The air vesicles, of course, serve to buoy up the plant when it is submerged, thus enabling the light to penetrate between its fronds to lower portions; and when the plants have been wrenched from their moorings by the force of the waves, they immediately rise to the surface and are drifted on to the shore or accumulate in the eddies of the surface currents. In this way immense masses of floating weeds are formed, the most remarkable being that of the Sargasso Sea in the North Atlantic.
Like other algæ, the melanospores grow by a continued process of cell-division, and when portions of the thallus are worn away during stormy weather, they are renewed by the same process.
The cell-walls of many species are very mucilaginous, the gelatinous covering being either the result of the degeneration of the cell-walls themselves, or the secretion of special glands.

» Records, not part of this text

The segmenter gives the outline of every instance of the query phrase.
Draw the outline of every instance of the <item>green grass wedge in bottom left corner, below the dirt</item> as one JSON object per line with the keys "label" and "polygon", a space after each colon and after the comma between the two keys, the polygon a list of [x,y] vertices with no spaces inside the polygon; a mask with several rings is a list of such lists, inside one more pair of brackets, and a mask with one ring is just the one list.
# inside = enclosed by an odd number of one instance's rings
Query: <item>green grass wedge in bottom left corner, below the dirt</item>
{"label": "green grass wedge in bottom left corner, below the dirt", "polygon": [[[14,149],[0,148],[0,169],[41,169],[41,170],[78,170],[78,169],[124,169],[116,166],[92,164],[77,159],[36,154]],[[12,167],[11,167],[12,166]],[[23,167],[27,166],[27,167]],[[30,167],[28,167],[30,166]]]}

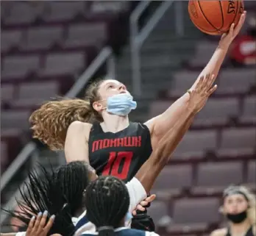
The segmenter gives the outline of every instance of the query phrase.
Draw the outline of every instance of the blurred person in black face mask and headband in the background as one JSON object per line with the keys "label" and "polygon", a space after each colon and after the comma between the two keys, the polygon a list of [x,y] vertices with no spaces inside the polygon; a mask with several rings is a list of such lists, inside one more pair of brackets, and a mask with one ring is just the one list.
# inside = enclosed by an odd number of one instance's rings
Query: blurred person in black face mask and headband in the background
{"label": "blurred person in black face mask and headband in the background", "polygon": [[256,236],[256,198],[243,186],[224,190],[221,212],[229,226],[214,230],[210,236]]}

As with the last division, the reproduction of the melanospores may be asexual or sexual. The asexual spores, which are not motile, are formed in some of the surface cells of the thallus. The male and female sexual organs, called respectively the antheridia and the oogonia, are produced in cavities on special portions of the thallus, both kinds being often formed in the same cavity or depression. The latter contains from one to eight little bodies called oospheres. These escape and float passively away when the wall of the oogonia ruptures. The antheridia are also discharged whole, but the minute fertilising elements (antherozoids), which are eventually set free from them, swarm round the oospheres, being attracted by the latter. Soon one of the antherozoids enters the oosphere, and from that moment all attraction ceases, the remainder of the antherozoids floating passively away; and the oosphere, previously naked and barren, now develops a cell-wall, and becomes the fertile progenitor of a new plant.
Starting with the lowest of the melanospores, we first deal with the order Ectocarpaceæ, which is characterised by olive, thread-like, jointed fronds, with spores on the branchlets or embedded in their substance; two kinds of spores often existing in the same plant.
The typical genus (Ectocarpus) contains many British species, though several of them are rare. They are soft and flexible weeds, generally of a dull olive colour, with slimy, tubular fronds, and grow in tufts on other weeds or on mud-covered rocks. Spores of various shapes are scattered over the fronds, and are also contained in pod-like bodies formed of the branchlets. This latter feature is, perhaps, the best distinguishing characteristic of the genus, but it is not an easy matter to identify the several species it contains.
E. tomentosus is very commonly found on Fucus and other weeds, where it forms matted tufts of slender threads of a yellowish-brown colour. The threads are clothed with transparent cilia, and together form a dense, spongy mass. The spores are contained in narrow pods supported on short stalks. E. littoralis is another common species, of a very unattractive appearance. It grows in matted tufts on other weeds, on rocks, mud, or any submerged object, and its spores are contained in linear swellings of the branches. This species thrives well in brackish water, and may be seen far up certain tidal rivers.